Correlating stock returns using Python

In this tutorial I'll walk you through a simple methodology to correlate various stocks against each other. We'll grab the prices of the selected stocks using python, drop them into a clean dataframe, run a correlation, and visualize our results.

(1) Import libraries, select our list of stocks to correlate

 import numpy as np
 import pandas as pd
 #used to grab the stock prices, with yahoo
 import pandas_datareader as web
 from datetime import datetime
 #to visualize the results
 import matplotlib.pyplot as plt
 import seaborn

 #select start date for correlation window as well as list of tickers
 start = datetime(2017, 1, 1)
 symbols_list = ['AAPL', 'F', 'TWTR', 'FB', 'AAL', 'AMZN', 'GOOGL', 'GE']

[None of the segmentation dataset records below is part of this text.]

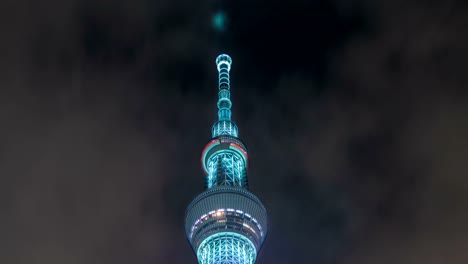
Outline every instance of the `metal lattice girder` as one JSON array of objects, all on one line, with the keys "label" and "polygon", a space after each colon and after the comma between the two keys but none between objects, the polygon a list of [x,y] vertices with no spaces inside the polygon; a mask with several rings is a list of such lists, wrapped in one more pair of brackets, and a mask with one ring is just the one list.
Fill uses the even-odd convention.
[{"label": "metal lattice girder", "polygon": [[246,237],[222,232],[207,237],[198,247],[200,264],[253,264],[257,251]]}]

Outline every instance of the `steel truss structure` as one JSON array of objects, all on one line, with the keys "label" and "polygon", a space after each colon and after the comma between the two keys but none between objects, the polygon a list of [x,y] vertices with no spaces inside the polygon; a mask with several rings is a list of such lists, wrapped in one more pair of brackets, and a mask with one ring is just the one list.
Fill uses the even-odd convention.
[{"label": "steel truss structure", "polygon": [[206,190],[188,206],[185,233],[200,264],[254,264],[267,234],[267,213],[248,191],[247,148],[231,121],[231,58],[216,58],[218,121],[202,151]]}]

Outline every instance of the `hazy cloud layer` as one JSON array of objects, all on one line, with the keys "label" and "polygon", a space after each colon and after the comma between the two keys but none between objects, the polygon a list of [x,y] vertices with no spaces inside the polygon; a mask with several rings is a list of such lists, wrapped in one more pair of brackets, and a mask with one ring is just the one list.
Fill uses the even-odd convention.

(2) Pull stock prices, push into clean dataframe

#array to store prices
symbols=[]

#pull price using iex for each symbol in list defined above
for ticker in symbols_list: 
    r = web.DataReader(ticker, 'yahoo', start)
    # add a symbol column
    r['Symbol'] = ticker 
    symbols.append(r)

# concatenate into df
df = pd.concat(symbols)
df = df.reset_index()
df = df[['Date', 'Close', 'Symbol']]
df.head()

We're now left with a table in this format:

date close symbol
2017-01-03 113.4101 AAPL
2017-01-04 113.2832 AAPL
2017-01-05 113.8593 AAPL

3) However, we want our symbols represented as columns so we'll have to pivot the dataframe:

 df_pivot = df.pivot('date','symbol','close').reset_index()
 df_pivot.head()
date AAL AAPL AMZN F FB GE GOOGL TWTR
0 2017-01-03 45.7092 113.4101 753.67 11.4841 116.86 30.1370 808.01 16.44
1 2017-01-04 46.1041 113.2832 757.18 12.0132 118.69 30.1465 807.77 16.86
2 2017-01-05 45.3044 113.8593 780.45 11.6483 120.67 29.9754 813.02 17.09
3 2017-01-06 45.6203 115.1286 795.99 11.6392 123.41 30.0610 825.21 17.17
4 2017-01-09 46.4792 116.1832 796.92 11.5206 124.90 29.9183 827.18 17.50

(4) Next, we can run the correlation. Using the Pandas 'corr' function to compute the Pearson correlation coeffecient between each pair of equities

 corr_df = df_pivot.corr(method='pearson')
 #reset symbol as index (rather than 0-X)
 corr_df.head().reset_index()
 del corr_df.index.name
 corr_df.head(10)
symbol AAL AAPL AMZN F FB GE GOOGL TWTR
AAL 1.000000 0.235239 0.226061 0.068024 0.356063 -0.332681 0.494075 0.169487
AAPL 0.235239 1.000000 0.868763 0.184501 0.911380 -0.895210 0.903191 0.781755
AMZN 0.226061 0.868763 1.000000 0.108351 0.744732 -0.937415 0.864455 0.955373
F 0.068024 0.184501 0.108351 1.000000 0.206055 -0.216064 0.189753 0.161078
FB 0.356063 0.911380 0.744732 0.206055 1.000000 -0.814703 0.900033 0.650404
GE -0.332681 -0.895210 -0.937415 -0.216064 -0.814703 1.000000 -0.882526 -0.866871
GOOGL 0.494075 0.903191 0.864455 0.189753 0.900033 -0.882526 1.000000 0.789379
TWTR 0.169487 0.781755 0.955373 0.161078 0.650404 -0.866871 0.789379 1.000000

5) Finally, we can plot a heatmap of the correlations (with Seaborn and Matplotlib) to better visualize the results:

 #take the bottom triangle since it repeats itself
 mask = np.zeros_like(corr_df)
 mask[np.triu_indices_from(mask)] = True
 #generate plot
 seaborn.heatmap(corr_df, cmap='RdYlGn', vmax=1.0, vmin=-1.0 , mask = mask, linewidths=2.5)
 plt.yticks(rotation=0) 
 plt.xticks(rotation=90) 
 plt.show()

py corr output

Here we can see that, as expected, the tech companies are generally pretty highly correlated (as indicated by dark green -- AMZN/GOOGL, FB/AAPL, etc). Conversely, Ford (F) and General Electric (GE) are either not correlated or negatively correlated with the rest of the group.